Oracle Cloud Infrastructure Documentation

IAM Technologies

Get introduced to some concepts you'll come across when you work with IAM with identity domains.

Oracle Cloud Services

Learn about Software as a Service (SaaS), Data as a Service (DaaS), Platform as a Service (PaaS), and Infrastructure as a Service (IaaS) services used in Oracle Cloud.

Oracle Cloud offers a host of cloud services.

Application services are classified into two categories:

  • Software as a Service (SaaS): Provides a software licensing and delivery model in which software is licensed on a subscription basis and is centrally hosted.

  • Data as a Service (DaaS): Provides data on demand to a user regardless of geographic or organizational separation of the provider and consumer.

Platform services are also classified into two categories:

  • Platform as a Service (PaaS): Provides a platform allowing customers to develop, run, and manage applications without the complexity of building and maintaining the infrastructure typically associated with developing and deploying an application.

  • Infrastructure as a Service (IaaS): Provides access to computing resources (that is, virtualized hardware and computing infrastructure) in Oracle Cloud across a public connection.

For a comprehensive list of the available Oracle Cloud SaaS, DaaS, PaaS, and IaaS services, go to https://www.oracle.com/cloud and from the Oracle Cloud menu, select that category of services that interests you. From the page that opens, you can find links to detailed information about each service.

Oracle Cloud securely integrates its different cloud services, customer applications, and cloud services from other vendors. For example; this integration lets you,

  • Embed Oracle Sales Cloud within your own application running on Oracle Java Cloud Service - SaaS Extension.

  • Extend Oracle Fusion Customer Relationship Management Cloud Service with a custom application.

  • Tie together an Oracle Cloud service with functionality from other sites, such as Salesforce.

  • Use an Oracle Cloud service as the infrastructure for building your own applications.

SAML, OAuth, and OpenID Connect

Learn about the basic concepts behind the SAML, OAuth, and OpenID Connect standards used in IAM.

Security Assertion Markup Language (SAML) supports both authentication and authorization and is an open framework for sharing security information on the internet through XML documents. SAML includes three parts:

  • SAML Assertion: How you define authentication and authorization information.

  • SAML Protocol: How you ask (SAML Request) and get (SAML Response) the assertions you need.

  • SAML Bindings and Profiles: How SAML assertions ride on (Bindings) and in (Profiles) industry-standard transport and messaging frameworks.

The OAuth 2.0 token service provided by the Oracle Cloud identity infrastructure provides secure access to the Representational State Transfer (REST) endpoints of cloud services by other cloud services and user applications.

OAuth 2.0 provides the following benefits:

  • It increases security by eliminating the use of passwords in service-to-service REST interactions.

  • It reduces the lifecycle costs by centralizing trust management between clients and servers. OAuth reduces the number of configuration steps to secure service-to-service communication.
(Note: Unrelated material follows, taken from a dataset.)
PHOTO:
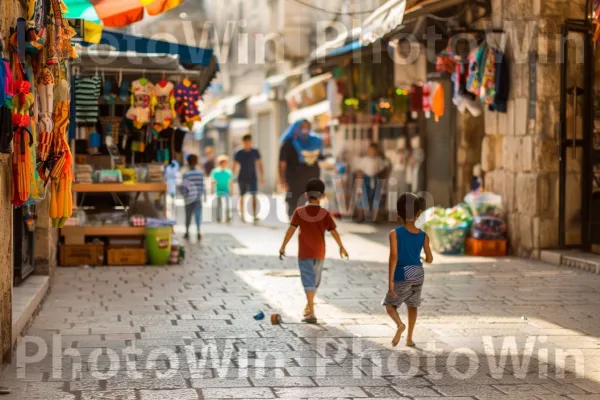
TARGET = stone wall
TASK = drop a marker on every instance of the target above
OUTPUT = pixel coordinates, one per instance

IAM leverages the power of OpenID Connect and OAuth to deliver a highly-scalable, multi-tenant token service for securing programmatic access to custom applications by other custom applications, and for federated SSO and authorization integration with these applications:

  • Use OAuth 2.0 to define authorization in IAM for your custom applications. OAuth 2.0 has an authorization framework, commonly used for third-party authorization requests with consent. Custom applications can implement both two-legged and three-legged OAuth flows.

  • Use OpenID Connect to externalize authentication to IAM for your custom applications. OpenID Connect has an authentication protocol that provides Federated SSO, leveraging the OAuth 2.0 authorization framework as a way to federate identities in the cloud. Custom applications participate in an OpenID Connect flow.

Using the OAuth 2.0 and OpenID Connect standards provides the following benefits:

  • Federated SSO between the custom application and IAM. Resource owners (users accessing the custom application) need a single login to access IAM plus all applications integrated. IAM handles the authentication and credentials itself, insulating custom applications. This capability is provided by OpenID Connect with OAuth 2.0.

  • Authorization to perform operations on third-party servers with consent. Resource owners can decide at runtime whether the custom applications should have authorization to access data or perform tasks for them. This capability is provided by OAuth 2.0.

SCIM

Learn about the basic concepts behind the SCIM standard used in IAM.

With REST APIs, you can use a System for Cross-Domain Identity Management (SCIM) to securely manage your IAM resources, including identities and configuration data. These APIs provide an alternative to using the web-based user interface when you want to use Identity Domains for your own UI or for clients.

You can manage users, groups, and applications, perform identity functions and administrative tasks, and manage your identity domain settings.

IAM provides SCIM templates to help you integrate your applications for provisioning and synchronization.